Vector search finds similar tools, but misses the workflow they belong to.
graph-tool-call builds a tool graph and retrieves the right chain — not just one match.
| Without retrieval | graph-tool-call | |
|---|---|---|
| 248 tools (K8s API) | 12% accuracy | 82% accuracy |
| 1068 tools (GitHub full API) | context overflow | 78% Recall@5 |
| Token usage | 8,192 tok | 1,699 tok (79% ↓) |
Measured with qwen3:4b (4-bit) — full benchmark
Table of Contents
LLM agents need tools. But as tool count grows, two things break:
- Context overflow — 248 Kubernetes API endpoints = 8,192 tokens of tool definitions. The LLM chokes and accuracy drops to 12%.

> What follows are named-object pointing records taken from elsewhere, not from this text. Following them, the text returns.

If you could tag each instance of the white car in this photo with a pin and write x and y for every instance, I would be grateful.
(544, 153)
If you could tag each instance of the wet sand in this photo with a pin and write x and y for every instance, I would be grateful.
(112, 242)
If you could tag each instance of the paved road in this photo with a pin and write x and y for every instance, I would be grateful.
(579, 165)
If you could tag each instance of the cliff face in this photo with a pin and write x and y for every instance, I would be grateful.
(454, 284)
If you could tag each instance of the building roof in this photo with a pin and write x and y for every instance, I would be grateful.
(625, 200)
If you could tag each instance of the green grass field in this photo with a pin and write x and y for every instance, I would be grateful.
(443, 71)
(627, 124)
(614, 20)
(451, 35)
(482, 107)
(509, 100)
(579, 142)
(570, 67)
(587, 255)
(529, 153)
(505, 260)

- Vector search misses workflows — Searching "cancel my order" finds
cancelOrder, but the actual flow islistOrders → getOrder → cancelOrder → processRefund. Vector search returns one tool; you need the chain.
graph-tool-call solves both. It models tool relationships as a graph, retrieves multi-step workflows via hybrid search (BM25 + graph traversal + embedding + MCP annotations), and cuts token usage by 64–91% while maintaining or improving accuracy.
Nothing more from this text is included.